The risk of Italy going bankrupt – a scenario

Italy’s political crisis has hit the financial markets with full force. Spikes in Italian government bond yields have reached levels last seen during the peak of the state finance crisis. The solvency of the Italian state is less jeopardised by overshooting yields, however. Given a duration of almost seven years, rising borrowing costs do not exert a notable impact until the long term.

It would be far more problematic were Italy’s liquidity position to worsen rapidly. This would especially be the case were forthcoming Italian government bond auctions to fail to achieve their desired success, and were buyers to go on strike despite the high yields on offer. The entire refinancing volume of Italian government bonds maturing until the end of 2018 amounts to EUR 136.2 billion. Without access to the market, we believe Italy would be barely able to raise such funding by its own efforts.

Were this scenario to occur, Rome could rapidly reach the point where it would need to ask the E(M)U for financial help. The ESM in combination with the ECB could potentially counter an intensifying crisis, although the costs and risks for the entire currency union would be immense, and would presuppose the unconditional will on the part of both Rome and Brussels to bring such a crisis under control. Given the political differences, it would be questionable whether Italy would ask for financial assistance given its new majority relationships, and whether individual states would also grant it – ESM aid requires the approval of Germany’s Bundestag too.

Without access to financial markets or financial aid, bankruptcy could threaten Italy within the foreseeable future. This would also entail the insolvency of various Italian banks. In such circumstances and without external help, we believe Italy would be forced to also leave the EU, or at least the Eurozone.

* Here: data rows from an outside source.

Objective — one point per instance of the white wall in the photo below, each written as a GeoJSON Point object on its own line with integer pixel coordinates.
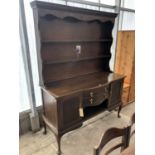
{"type": "Point", "coordinates": [127, 24]}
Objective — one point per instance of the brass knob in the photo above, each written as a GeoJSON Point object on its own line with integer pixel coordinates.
{"type": "Point", "coordinates": [91, 101]}
{"type": "Point", "coordinates": [91, 94]}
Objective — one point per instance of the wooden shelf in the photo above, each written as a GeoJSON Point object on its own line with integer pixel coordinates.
{"type": "Point", "coordinates": [74, 60]}
{"type": "Point", "coordinates": [74, 41]}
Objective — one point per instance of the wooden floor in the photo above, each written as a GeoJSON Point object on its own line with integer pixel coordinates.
{"type": "Point", "coordinates": [77, 142]}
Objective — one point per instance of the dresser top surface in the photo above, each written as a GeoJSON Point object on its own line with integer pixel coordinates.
{"type": "Point", "coordinates": [49, 5]}
{"type": "Point", "coordinates": [78, 84]}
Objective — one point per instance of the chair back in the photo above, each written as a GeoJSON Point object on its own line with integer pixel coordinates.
{"type": "Point", "coordinates": [111, 134]}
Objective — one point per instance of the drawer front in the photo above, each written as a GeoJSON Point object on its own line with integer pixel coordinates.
{"type": "Point", "coordinates": [95, 96]}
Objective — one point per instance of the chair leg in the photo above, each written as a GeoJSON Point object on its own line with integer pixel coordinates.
{"type": "Point", "coordinates": [119, 110]}
{"type": "Point", "coordinates": [45, 128]}
{"type": "Point", "coordinates": [59, 145]}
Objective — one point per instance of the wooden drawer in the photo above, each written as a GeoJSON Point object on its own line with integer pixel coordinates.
{"type": "Point", "coordinates": [95, 96]}
{"type": "Point", "coordinates": [125, 95]}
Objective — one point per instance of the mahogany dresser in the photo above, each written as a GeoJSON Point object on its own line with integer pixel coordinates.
{"type": "Point", "coordinates": [73, 52]}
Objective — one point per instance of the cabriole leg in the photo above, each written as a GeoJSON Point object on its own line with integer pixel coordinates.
{"type": "Point", "coordinates": [119, 110]}
{"type": "Point", "coordinates": [45, 128]}
{"type": "Point", "coordinates": [59, 145]}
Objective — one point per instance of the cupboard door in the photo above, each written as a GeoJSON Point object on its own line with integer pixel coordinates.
{"type": "Point", "coordinates": [115, 93]}
{"type": "Point", "coordinates": [69, 111]}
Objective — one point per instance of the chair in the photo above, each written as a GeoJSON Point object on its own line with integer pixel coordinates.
{"type": "Point", "coordinates": [111, 134]}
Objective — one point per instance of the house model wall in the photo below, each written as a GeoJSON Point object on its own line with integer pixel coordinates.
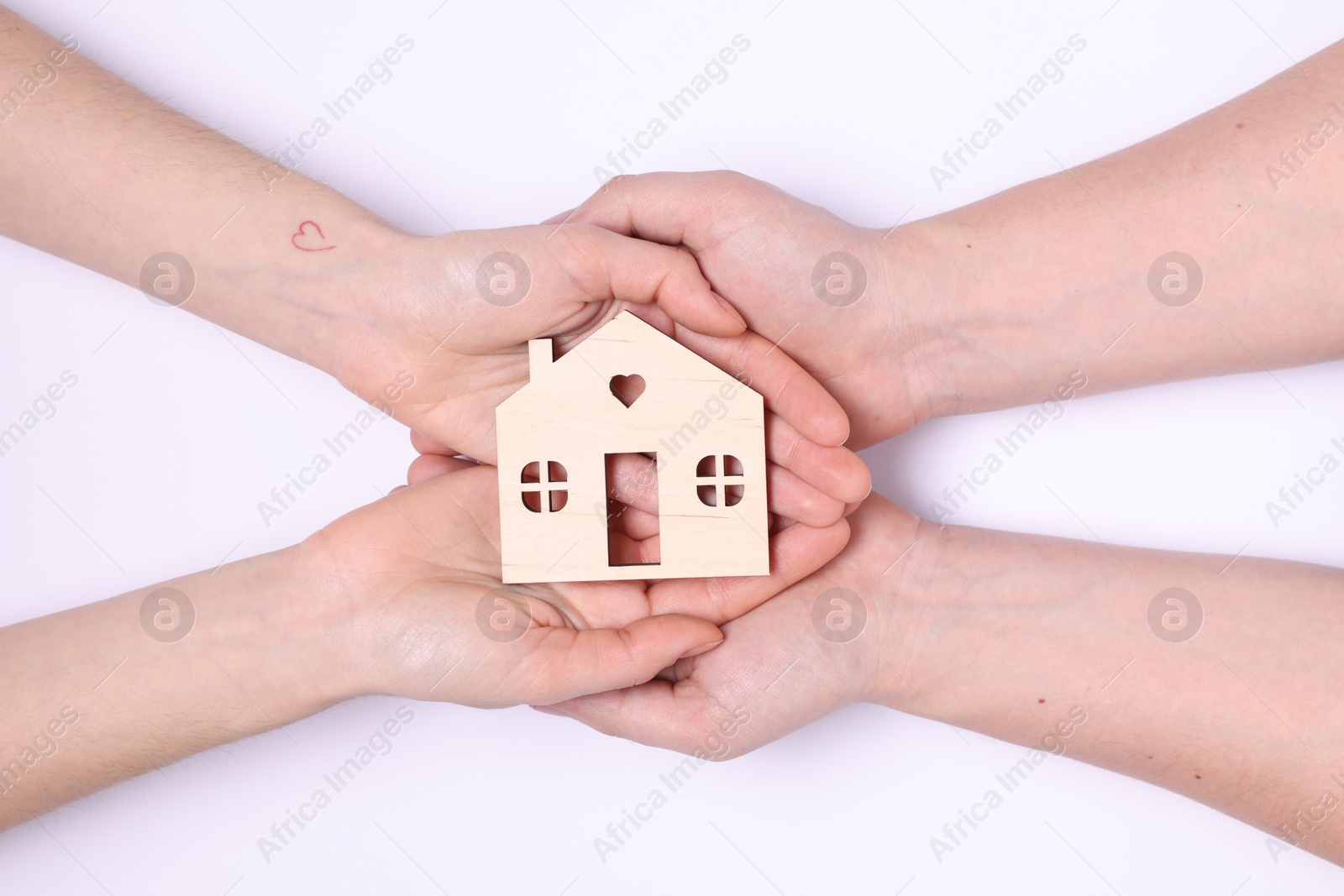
{"type": "Point", "coordinates": [705, 429]}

The consequences for Italy and the rest of the Eurozone would be very difficult to gauge. Italy would face an abrupt halt to the functioning of its financial system as well as a devastating recession, which would also impact the rest of the Eurozone. Along with the economic consequences, international bondholders would have to fear losses surpassing EUR 700 billion on a state default. We believe Eurozone banks would be hit particularly hard. Their overall exposure to Italy, including all Italian debtors‘ bonds and loans, amounts to EUR 513 billion, with French banks (EUR 310.8 billion) and German banks (EUR 90.5 billion) accounting for the lion’s share.

EMU state budgets would also suffer massively from an Italexit. The maximum loss risks for the Deutsche Bundesbank – which would ultimately affect German taxpayers – total around EUR 144 billion. To these would be added economically related tax defaults, higher spending by social security providers, and potential additional payments to the ESM, which – prospectively  – would be called upon to defend against collapse several of the banks in the rest of the EMU with significant exposures to Italy. Debt ratios in some countries would be at risk of hitting new record levels. The continued existence of the entire Eurozone could depend on both the political decisiveness of the remaining member states and committed intervention by the ECB.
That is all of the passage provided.